Herzog Blaubarts Burg. Béla Bartók.
Oper in einem Akt.
Kaspar Zehnder, Dieter Kaegi, Francis O'Connor, Mario Bösemann. Theater Orchester Biel Solothurn.
Die Stimme der Kritik für Bümpliz und die Welt, 15. Februar 2020.
In gewissem Sinn entspricht die Bieler Premiere von "Herzog Blaubarts Burg" einer Uraufführung. Zum ersten Mal wird Eberhard Klokes Fassung für 28 Musiker gespielt. Béla Bartóks Originalpartitur verlangt dagegen eine dreimal stärkere Besetzung. In der reduzierten Fassung ist das Werk jetzt auch für kleinere Häuser spielbar, und Theater Orchester Biel Solothurn macht den Anfang.
Die Inszenierung besorgt der Intendant. Er arbeitete einst als Assistent von Jean-Pierre Ponnelle in Zürich, Paris, Bayreuth, München und New York, und die Weite seiner Erfahrung bringt er nun als Intendant in die kleinen Häuser am Jurasüdfuss. "Dieter Kaegi", schrieb der "Bund" vor der Premiere (bzw. Uraufführung), "ist kein Verfechter musealer Inszenierungen". Anders gesagt: Wenn er Regie führt, bietet er Welttheater für die Provinz.
Diesmal beginnt er kühn damit, dass er das Stück eines Irländers zitiert. Aber Kaegi war ja, bevor die Insel in der Finanzkrise ihre Nationaloper schloss, Direktor der Opera Ireland in Dublin. So beginnt nun die Aufführung "eines Abends, spät, in der Zukunft". Am rechten Rand "der Vorbühne ein kleiner Tisch. Am Tisch sitzt, mit dem Gesicht zum Zuschauerraum", der Sprecher des Prologs. "Auf dem Tisch ein Tonbandgerät mit Mikrofon und zahlreichen Pappschachteln, die Bandaufnahmen enthalten." Die Spielanlage verbindet mithin Béla Bartóks Kurzoper mit Samuel Becketts Kurzstück "Krapp's Last Tape".
Auf dem Band sind Wörter und Klänge aus der Vergangenheit festgehalten. Der Mann, der die Dokumente aus dem Kopfhörer aufnimmt, macht sich Notizen.

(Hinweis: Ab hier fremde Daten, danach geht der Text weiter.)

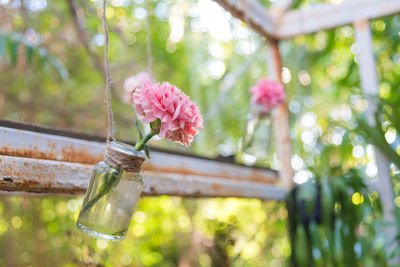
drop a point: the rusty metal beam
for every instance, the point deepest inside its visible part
(28, 144)
(36, 161)
(49, 176)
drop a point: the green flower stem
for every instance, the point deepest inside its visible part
(140, 144)
(110, 180)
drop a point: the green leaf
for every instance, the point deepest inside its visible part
(13, 51)
(3, 45)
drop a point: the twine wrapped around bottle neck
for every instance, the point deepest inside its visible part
(120, 155)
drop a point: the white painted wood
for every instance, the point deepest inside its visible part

Er spricht auch die Sätze nach, die der Librettist Béla Balázs an den Anfang der Oper gesetzt hat: "Ihr schaut, ich schaue euch an. Aufgeschlagen sind die Wimpernvorhänge unserer Augen: Wo ist die Bühne: aussen oder innen?"

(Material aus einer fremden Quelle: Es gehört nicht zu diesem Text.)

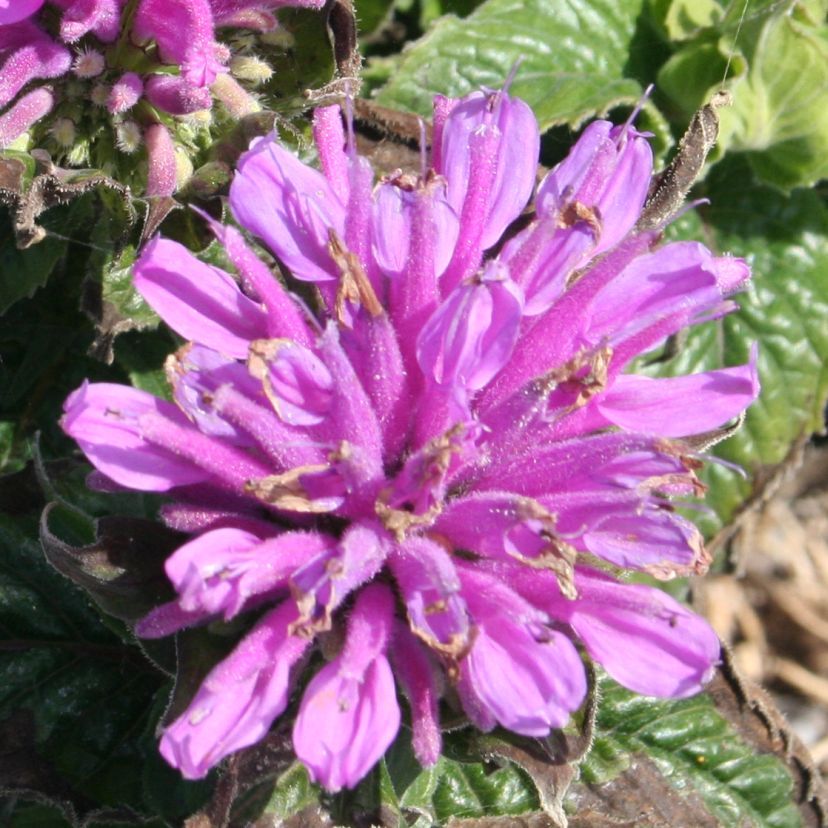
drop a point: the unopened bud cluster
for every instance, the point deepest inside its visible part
(98, 83)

Das Tonband wird zum Ariadnefaden, der, "eines Abends, spät, in der Zukunft", ins Einst der Vergangenheit führt: ins Einst von Béla Bartóks Leben und Werk – aber auch ins Einst der Märchen, Legenden und Sagen: "Es war einmal ein Mann, der hatte schöne Häuser in der Stadt und auf dem Land, Geschirr aus Gold und Silber, gedrechselte Möbel und ganz vergoldete Kutschen; aber unglücklicherweise hatte dieser Mann einen blauen Bart: Das machte ihn so hässlich und so schrecklich, dass es weder Frauen noch Mädchen gab, die nicht vor ihm wegflohen." Mit diesen Worten beginnt Charles Perraults "La Barbe Bleue". Die Geschichte "gehört zu seinen am besten erzählten Märchen", vermerkten dazu die Brüder Grimm in ihrem Kommentar.

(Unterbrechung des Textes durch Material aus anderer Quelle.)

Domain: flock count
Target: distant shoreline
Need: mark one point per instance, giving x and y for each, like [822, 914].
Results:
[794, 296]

Dieter Kaegi inszeniert jetzt das hervorragend erzählte Märchen auf neue, eigenständige Weise. Er verfährt dabei nicht illustrativ, sondern evokatorisch-assoziativ. Damit folgt er der Erzählweise der Oper, die einen deiktischen, das heisst hinweisenden, heraufbeschwörenden Charakter hat: "Komm und schaue: Dies ist Herzog Blaubarts Burg ... Was siehst du? Was siehst du? Sieh doch, sieh doch wie sich's lichtet!"
Bei dieser Redeweise braucht es die Darstellung der sieben Räume nicht mehr. Und so öffnen sie sich nicht mehr länger auf der Bühne, sondern in der Musik, in der Imagination der Mitspieler – und der Imagination der Zuschauer. Bei Blaubarts suggestivem Drängen aber verwandelt sich die Führung durchs Schloss in einen Akt der Verführung durch Worte.
Künstlerisch ist diese Änderung bedeutsam. Sie zeigt die Macht der Narration, und zwar in ihrer höchsten, aber auch zerstörerischsten Potenz: Das Opfer erliegt dem, was ihm vorerzählt wird, indem es sich öffnet für ein geistiges, faszinierend abgründiges System. Das passiert der armen Judith in "Herzog Blaubarts Burg", das passiert den Trump-Wählern in den USA, und es passiert den Zuschauern im Theater, sofern die Aufführung die Kraft von Biel-Solothurn erreicht.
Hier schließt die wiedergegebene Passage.